Polydextrose Hard Candy Centre Filled with Xylitol and Polydextrose

[0129] The ingredients for a hard candy filling, crystalline xylitol 30.1%, polydextrose (Litesse® Ultra, produced by Danisco Cultor America Inc.) 45.1% and water 24.8% were mixed together and then heated to 90.0% Dry Substance (Approx. 119° C.) The resulting syrup was transferred to a dosing pump hopper. The ingredients for a hard candy shell, polydextrose 97.0% and crystalline xylitol 3.0% were mixed together, water was added at 25.0% and then the mix was heated to 135° C. Peppermint oil q.s, aspartame 0.10% and acesulfame K 0.05% were added to the candy mass when it had cooled to <100° C. and the mass was then tempered until a suitable texture for stamping. The candy mass was centre filled with the xylitol/polydextrose filling via a dosing pump attached to a central pipe through the candy mass. The candies were left to cool before wrapping. The candies were sugar-free products suitable for dietetics and increasing the level of IgA in the gut. The percentages are calculated on fresh weight basis.

EXAMPLE 8

Toffee Topping

[0130] Polydextrose (Litesse® II, produced by Danisco Cultor America Inc.) 13.9% and crystalline lactitol 14.4% were blended dry. The blend of polydextrose and lactitol, evaporated milk 11.8%, maltitol syrup 49.8%, salt 0.5%, GMS 0.4%, lecithin 0.2% and butterfat 8.8% were pre-mixed at 65° C. for 20 minutes. The mixture was then cooked to 124° C. Vanillin 0.1%, aspartame 0.1% and flavour were added. The mixture was used to top countline bars providing an increased level of IgA in the gastrointestinal tract. The percentages are calculated on fresh weight basis.

EXAMPLE 9

Plain Chocolate

[0131] Cocoa liquor 42.0% and cocoa butter 11.4% were melted. Anhydrous crystalline (or anhydrous crystalline milled) lactitol 32.0% and polydextrose (Litesse® Ultra, produced by Danisco Cultor America Inc.) 13.8% were mixed with cocoa liquor, part of cocoa butter and vanillin. The mixture was refined to required particle size, conched at 60° C. for up to 24 hours and the remainder of the cocoa butter was added. Lecithin and aspartame were added one hour before end of conching. The chocolate was sugar-free and suitable for diabetics and for increasing IgA in the gut. The percentages are calculated on fresh weight basis.

EXAMPLE 10

Madeira Cake

[0132] Whole fresh eggs 18.03%, and water 15.72% were placed in the bowl of a planetary mixer. Crystalline lactitol 20.73%, polydextrose (Litesse® II, produced by Danisco Cultor America Inc.) 5.21%, heat-treated cake flour 22.53%, skimmed milk powder 1.60%, spray dried egg albumin 1.10%, baking powder 0.90%, salt 0.60%, acesulfame K 0.06% and high ratio fat 13.52% were then added, mixed on speed 1 for 30 seconds, and scraped down. After that the mixture was mixed on speed 2 for 1.5 minutes and scraped down. Once again, mixed on speed 2 for a further 1.5 minutes until a relative density of 0.7-0.75 was achieved. The dough was deposited into paper cases in 1 lb-cake tins and baked for 30 minutes at 200° C. The cake was useful for increasing the IgA in the gut without any laxative effect. The percentages are calculated on fresh weight basis.

[0133] Based on the above results it can be concluded that polydextrose and lactitol stimulate the gut immune system, and reduce the known factors, which increase the risk of colon cancer, thus contributing very positively to the total health condition of the intestinal tract of a mammal. Especially, the very significant synergistic effect of the two substances was clearly shown by the experiments.
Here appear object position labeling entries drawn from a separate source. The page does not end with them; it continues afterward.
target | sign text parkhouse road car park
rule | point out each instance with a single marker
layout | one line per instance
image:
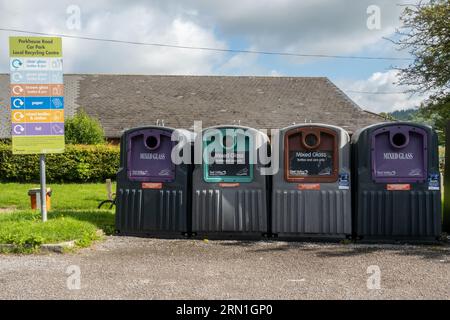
(37, 95)
(37, 100)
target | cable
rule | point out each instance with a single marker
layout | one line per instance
(379, 92)
(274, 53)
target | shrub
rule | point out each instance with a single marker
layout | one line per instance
(83, 129)
(79, 163)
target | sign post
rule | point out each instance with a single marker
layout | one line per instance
(37, 100)
(446, 217)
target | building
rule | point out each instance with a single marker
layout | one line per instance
(126, 101)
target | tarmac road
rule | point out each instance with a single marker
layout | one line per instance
(139, 268)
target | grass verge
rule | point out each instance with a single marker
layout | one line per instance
(27, 232)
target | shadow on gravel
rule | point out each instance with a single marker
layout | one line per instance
(426, 251)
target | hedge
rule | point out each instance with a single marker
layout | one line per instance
(79, 163)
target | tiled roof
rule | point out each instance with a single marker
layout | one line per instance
(126, 101)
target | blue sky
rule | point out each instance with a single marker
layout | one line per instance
(331, 27)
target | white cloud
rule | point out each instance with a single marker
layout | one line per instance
(381, 83)
(138, 22)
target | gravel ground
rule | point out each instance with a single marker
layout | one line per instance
(139, 268)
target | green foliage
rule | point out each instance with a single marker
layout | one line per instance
(27, 232)
(77, 164)
(436, 113)
(83, 129)
(387, 116)
(68, 196)
(404, 115)
(426, 35)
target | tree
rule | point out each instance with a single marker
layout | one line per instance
(435, 113)
(83, 129)
(426, 34)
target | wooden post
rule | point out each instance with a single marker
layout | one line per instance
(446, 216)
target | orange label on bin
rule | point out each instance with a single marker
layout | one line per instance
(151, 185)
(229, 185)
(308, 186)
(398, 187)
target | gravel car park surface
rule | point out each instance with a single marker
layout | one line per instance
(141, 268)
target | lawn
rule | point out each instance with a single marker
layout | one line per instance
(65, 196)
(74, 216)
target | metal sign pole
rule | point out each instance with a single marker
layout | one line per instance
(446, 216)
(43, 188)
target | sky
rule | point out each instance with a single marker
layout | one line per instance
(323, 27)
[0134] The preferred ratios described hereinabove with respect to polydextrose and lactitol are also applicable to the mixtures of the polydextrose with other polyols.

[0135] Unless indicated to the contrary, the percentages are weight percentages. Moreover, the weights provided are the dry weights, i.e., excluding the weight of the carrier, which may be present.
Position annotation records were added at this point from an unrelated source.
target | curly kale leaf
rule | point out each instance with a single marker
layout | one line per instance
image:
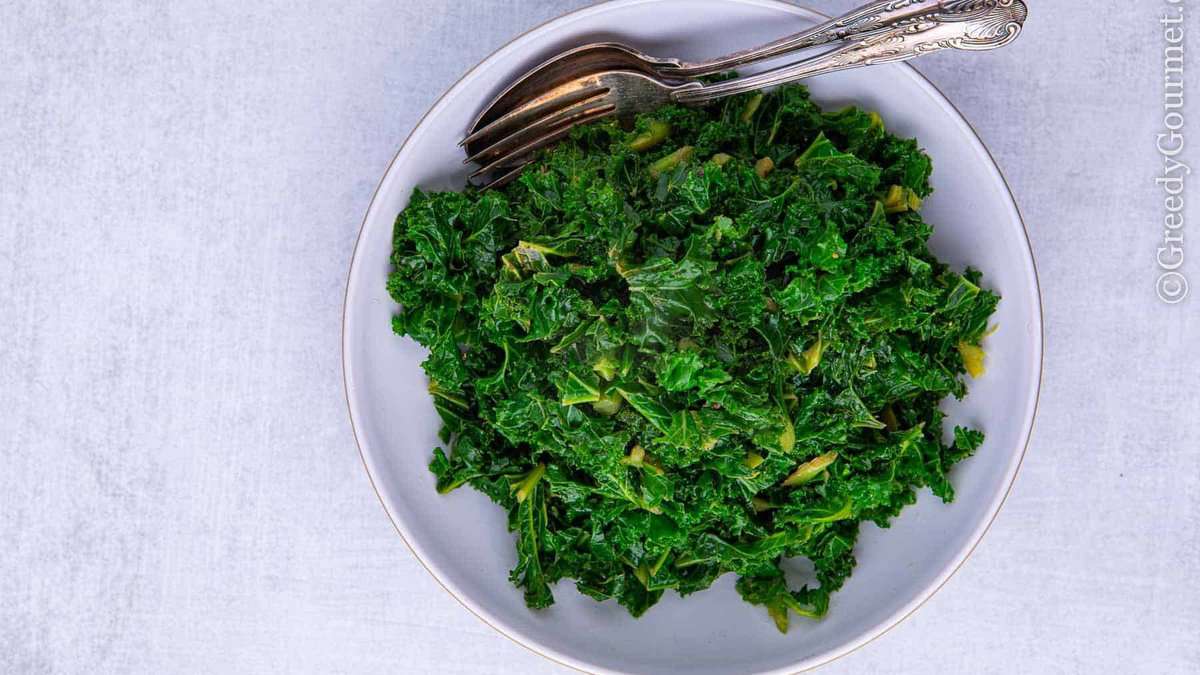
(703, 345)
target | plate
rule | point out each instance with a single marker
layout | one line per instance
(461, 537)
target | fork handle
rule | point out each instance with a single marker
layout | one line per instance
(999, 24)
(869, 18)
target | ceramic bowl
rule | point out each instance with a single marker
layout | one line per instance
(461, 537)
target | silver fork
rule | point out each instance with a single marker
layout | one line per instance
(505, 144)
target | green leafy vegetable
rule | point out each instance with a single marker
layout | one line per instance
(695, 347)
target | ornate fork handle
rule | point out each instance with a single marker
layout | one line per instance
(961, 24)
(873, 17)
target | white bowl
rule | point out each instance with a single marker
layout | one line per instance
(461, 537)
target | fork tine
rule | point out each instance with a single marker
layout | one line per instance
(532, 111)
(521, 155)
(577, 112)
(552, 133)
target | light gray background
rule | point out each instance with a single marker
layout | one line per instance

[0136] The above preferred embodiments and examples are given to illustrate the scope and spirit of the present invention. These embodiments and examples will make apparent to those skilled in the art other embodiments and examples. These other embodiments and examples are within the contemplation of the present invention.